In All Auras Touch Mitchell considers the relationship between what we do and who we are. A picturing of the sitter’s ‘psyche’, the aura photograph, appears as an ethereal portrait awash in color and vigor. For Mitchell color is a means to connect what we feel as to perceive what we see Interested in interpretations of color, Mitchell uses aura photography as a visual device to conjure up the immaterial and often unseen/unrecognized. Through color, All Auras Touch questions how our work defines, expresses and connects us to a high standard of sub-conscious learning.

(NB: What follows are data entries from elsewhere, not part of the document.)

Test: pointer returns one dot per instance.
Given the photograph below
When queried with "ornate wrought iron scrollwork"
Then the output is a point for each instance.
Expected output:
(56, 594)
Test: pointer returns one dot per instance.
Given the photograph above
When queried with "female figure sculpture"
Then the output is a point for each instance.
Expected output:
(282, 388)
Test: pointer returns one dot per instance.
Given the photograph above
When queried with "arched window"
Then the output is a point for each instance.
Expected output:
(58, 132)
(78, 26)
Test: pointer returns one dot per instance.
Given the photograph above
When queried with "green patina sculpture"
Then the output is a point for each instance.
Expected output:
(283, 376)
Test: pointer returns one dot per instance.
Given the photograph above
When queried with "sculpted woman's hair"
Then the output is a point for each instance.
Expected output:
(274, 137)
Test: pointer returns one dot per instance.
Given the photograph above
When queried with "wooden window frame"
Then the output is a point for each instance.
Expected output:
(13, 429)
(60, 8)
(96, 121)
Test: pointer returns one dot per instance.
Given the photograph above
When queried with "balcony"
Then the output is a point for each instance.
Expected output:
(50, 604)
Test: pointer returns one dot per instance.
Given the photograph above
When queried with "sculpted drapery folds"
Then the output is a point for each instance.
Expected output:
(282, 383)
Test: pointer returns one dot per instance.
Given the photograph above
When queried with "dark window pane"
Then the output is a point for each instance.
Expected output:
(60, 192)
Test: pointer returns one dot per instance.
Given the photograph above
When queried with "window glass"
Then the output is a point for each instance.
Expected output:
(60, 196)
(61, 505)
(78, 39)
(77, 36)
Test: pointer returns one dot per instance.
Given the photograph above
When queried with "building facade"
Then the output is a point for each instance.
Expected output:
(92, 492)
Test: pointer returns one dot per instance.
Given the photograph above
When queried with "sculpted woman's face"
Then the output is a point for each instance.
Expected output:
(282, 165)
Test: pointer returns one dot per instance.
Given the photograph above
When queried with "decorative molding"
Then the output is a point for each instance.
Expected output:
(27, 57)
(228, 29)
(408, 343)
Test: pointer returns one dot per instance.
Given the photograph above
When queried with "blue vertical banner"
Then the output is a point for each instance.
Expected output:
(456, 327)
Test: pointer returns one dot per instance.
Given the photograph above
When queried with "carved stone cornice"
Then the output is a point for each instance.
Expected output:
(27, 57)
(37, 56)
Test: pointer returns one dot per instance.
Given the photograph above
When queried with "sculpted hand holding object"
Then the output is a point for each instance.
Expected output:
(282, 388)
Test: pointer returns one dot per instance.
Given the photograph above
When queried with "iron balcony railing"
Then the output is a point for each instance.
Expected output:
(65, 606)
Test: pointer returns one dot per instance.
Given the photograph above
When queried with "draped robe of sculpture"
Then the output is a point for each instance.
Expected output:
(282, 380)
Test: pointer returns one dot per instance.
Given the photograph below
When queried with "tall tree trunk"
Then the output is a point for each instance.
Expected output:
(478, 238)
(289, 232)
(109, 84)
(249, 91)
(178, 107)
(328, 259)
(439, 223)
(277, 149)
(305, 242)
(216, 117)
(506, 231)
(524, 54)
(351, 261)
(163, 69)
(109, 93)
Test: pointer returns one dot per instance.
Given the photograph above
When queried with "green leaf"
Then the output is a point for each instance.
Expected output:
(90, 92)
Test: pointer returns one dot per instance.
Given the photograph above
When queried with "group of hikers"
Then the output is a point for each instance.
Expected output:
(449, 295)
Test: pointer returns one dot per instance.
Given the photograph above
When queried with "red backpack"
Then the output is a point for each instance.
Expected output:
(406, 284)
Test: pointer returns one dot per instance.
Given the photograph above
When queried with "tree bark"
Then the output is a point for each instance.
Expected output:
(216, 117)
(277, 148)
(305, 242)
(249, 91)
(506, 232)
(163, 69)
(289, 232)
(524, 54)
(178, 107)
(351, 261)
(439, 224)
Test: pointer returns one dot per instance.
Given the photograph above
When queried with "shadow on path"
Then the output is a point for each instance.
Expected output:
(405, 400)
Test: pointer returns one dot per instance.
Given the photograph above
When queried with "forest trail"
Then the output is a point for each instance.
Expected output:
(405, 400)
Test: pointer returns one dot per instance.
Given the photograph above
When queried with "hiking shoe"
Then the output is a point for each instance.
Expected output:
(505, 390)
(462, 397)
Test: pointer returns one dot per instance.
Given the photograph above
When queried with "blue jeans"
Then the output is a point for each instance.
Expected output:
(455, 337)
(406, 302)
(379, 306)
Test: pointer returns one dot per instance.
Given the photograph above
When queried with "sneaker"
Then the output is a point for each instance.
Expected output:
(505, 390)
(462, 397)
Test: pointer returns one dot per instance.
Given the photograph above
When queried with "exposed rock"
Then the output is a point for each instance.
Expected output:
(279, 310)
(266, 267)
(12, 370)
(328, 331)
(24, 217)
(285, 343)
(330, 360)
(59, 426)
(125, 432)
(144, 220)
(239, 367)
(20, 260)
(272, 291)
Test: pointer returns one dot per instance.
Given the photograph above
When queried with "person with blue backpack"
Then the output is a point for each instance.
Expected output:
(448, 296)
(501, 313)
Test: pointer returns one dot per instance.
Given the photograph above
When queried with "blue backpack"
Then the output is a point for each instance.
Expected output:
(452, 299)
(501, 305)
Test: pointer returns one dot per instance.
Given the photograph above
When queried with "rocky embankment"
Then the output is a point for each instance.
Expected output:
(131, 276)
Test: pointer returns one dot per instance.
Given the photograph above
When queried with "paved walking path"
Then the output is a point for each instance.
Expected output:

Privileging how we feel over what we do, the evolving installation makes each census occupation become indistinguishable from the other. Pixelated placeholders – an empirical representation of working Australia – are replaced by an empathetic imagining of the workforce. In an era where empathy is lacking in public discourse, All Auras Touch reminds us that we are all complex beings made up of the same matter.
Reko Rennie: REMEMBER ME (Until January 2021)
For almost two decades, Reko Rennie has made art that references his identity as a Kamilaroi man living and working in an urban environment. Working broadly across painting, sculpture, video, and installation and with a practice firmly grounded in the origins of street art and graffiti, Rennie’s signature style is one of high-key color and complex composition. His finely tuned visual language adapts the shapes and symbols of his Kamilaroi culture with Australian colonial history, interwoven with text and camouflage patterning.
Commissioned by Carriageworks, REMEMBER ME is one of Rennie’s most stripped-back, minimal installations to date. Spanning some 25 meters in length and 5 meters tall, this monumental work is both searing and tender. In the 250th year since Captain James Cook’s first landfall at Kamay Botany Bay and the HMB Endeavour’s charting of the east coast of Australia, Rennie has created a present-day memorial in recognition of the frontier wars, the massacres and the survival of the original sovereigns of this country – the Aboriginal people of Australia. He asks us to consider the personal impact of our past and how history is made today. This gives us an insight into indigenous culture and history in terms of the art which Rennie portrays.